Guys I wanted to ask your opinions on the weight per cu yrd of some of the trees we chip.
I have always thought its between 600-1000lbs per cu yrd depending on the wood and depending how wet it is. The trees I'm wondering about would be Southern US trees.
Red Oak?
White Oak?
Water Oak?
Pine?
Poplar?

If anyone has a fairly accurate idea on these numbers post them if you dont mind. We don't sell our chips and don't pay to dump them so I've only weighed the truck with chips a few times.
Thanks


----------



## squad143 (Apr 19, 2012)

I usually estimate my chip weight at 500-550 lbs per cu.yard. Been fairly accurate for me.


----------



## adronetree (Apr 20, 2012)

*Hmm*



squad143 said:


> I usually estimate my chip weight at 500-550 lbs per cu.yard. Been fairly accurate for me.



Wow thats lighter than I have always thought. I see you're in Canada. I wonder how much difference there is between the Southeastern US trees and those of Canada on density and weight.


----------



## imagineero (Apr 20, 2012)

It's hard to get number for a lot of guys, we don't sell our chip either. I've never had a chance to weigh my truck full, and I've wondered if I was overweight sometimes. My bin is 10cubes, and my carry is 6,600lbs. I think I'm over with some species. We try not to fill up to the gills.
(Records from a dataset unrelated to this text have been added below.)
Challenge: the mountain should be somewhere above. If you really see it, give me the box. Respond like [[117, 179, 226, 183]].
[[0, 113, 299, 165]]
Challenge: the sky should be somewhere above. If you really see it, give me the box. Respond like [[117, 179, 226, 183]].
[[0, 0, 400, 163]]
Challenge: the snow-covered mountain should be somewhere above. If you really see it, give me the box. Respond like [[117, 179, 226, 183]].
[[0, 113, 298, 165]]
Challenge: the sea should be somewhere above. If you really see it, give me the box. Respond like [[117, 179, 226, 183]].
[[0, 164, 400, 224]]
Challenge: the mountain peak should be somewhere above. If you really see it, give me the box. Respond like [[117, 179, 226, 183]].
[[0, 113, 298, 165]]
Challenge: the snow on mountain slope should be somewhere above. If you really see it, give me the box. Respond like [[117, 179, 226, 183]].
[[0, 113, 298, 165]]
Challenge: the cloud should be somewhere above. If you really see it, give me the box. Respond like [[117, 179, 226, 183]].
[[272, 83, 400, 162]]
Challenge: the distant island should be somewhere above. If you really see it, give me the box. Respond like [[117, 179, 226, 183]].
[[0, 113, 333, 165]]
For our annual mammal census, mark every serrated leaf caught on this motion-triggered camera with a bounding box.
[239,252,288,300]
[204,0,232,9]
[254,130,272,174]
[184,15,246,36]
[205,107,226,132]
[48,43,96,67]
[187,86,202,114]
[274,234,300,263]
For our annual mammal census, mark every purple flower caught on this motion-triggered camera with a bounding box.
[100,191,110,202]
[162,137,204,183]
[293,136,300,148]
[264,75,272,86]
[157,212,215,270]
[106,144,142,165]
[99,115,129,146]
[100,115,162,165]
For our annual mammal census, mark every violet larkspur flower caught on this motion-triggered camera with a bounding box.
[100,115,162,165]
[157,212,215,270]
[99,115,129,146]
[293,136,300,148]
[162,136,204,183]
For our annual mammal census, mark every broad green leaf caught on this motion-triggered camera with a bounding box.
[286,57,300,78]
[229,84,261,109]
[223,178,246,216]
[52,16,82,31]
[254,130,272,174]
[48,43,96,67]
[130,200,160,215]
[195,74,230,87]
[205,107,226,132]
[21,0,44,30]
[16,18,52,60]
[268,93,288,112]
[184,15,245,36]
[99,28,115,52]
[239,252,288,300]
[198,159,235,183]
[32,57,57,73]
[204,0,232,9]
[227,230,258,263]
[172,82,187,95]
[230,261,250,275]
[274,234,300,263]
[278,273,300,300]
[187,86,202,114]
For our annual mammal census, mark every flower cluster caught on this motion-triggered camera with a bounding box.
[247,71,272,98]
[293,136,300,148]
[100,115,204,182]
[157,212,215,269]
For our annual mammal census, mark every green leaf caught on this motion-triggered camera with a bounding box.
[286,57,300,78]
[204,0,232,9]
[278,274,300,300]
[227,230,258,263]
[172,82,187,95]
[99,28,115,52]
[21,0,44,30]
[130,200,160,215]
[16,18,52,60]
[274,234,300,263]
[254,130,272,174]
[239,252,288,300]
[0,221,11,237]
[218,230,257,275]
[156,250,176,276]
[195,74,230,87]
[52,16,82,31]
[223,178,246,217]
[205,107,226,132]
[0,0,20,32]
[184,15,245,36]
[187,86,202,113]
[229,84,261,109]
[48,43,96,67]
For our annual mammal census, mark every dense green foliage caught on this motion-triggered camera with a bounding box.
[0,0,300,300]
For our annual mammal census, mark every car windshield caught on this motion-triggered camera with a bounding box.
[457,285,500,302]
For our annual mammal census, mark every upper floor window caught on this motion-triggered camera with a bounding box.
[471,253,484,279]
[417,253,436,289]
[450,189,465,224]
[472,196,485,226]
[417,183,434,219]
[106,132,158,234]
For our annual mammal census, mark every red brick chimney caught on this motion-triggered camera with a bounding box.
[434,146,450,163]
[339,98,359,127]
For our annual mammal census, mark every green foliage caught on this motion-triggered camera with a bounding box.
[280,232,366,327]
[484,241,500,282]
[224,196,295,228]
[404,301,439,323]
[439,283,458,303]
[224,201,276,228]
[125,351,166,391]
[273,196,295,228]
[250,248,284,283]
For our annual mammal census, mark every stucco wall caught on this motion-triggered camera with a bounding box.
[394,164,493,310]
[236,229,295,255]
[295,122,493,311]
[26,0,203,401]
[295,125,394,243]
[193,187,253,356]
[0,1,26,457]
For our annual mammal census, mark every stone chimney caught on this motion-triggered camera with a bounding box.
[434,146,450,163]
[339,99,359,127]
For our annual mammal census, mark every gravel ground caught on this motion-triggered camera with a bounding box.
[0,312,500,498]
Different guys say different things. A friend of mine who contract chips all day long says he estimates 1,000lbs/cube, but thats mostly chipping aus hardwoods. 

Shaun


----------



## 2treeornot2tree (Apr 21, 2012)

I know when you buy mulch from a mulch place, a pretty dry cubic yard of mulch ways about 700 lbs. I would imagine that fresh chips should weigh about the same. There is alot of air space in between them.


----------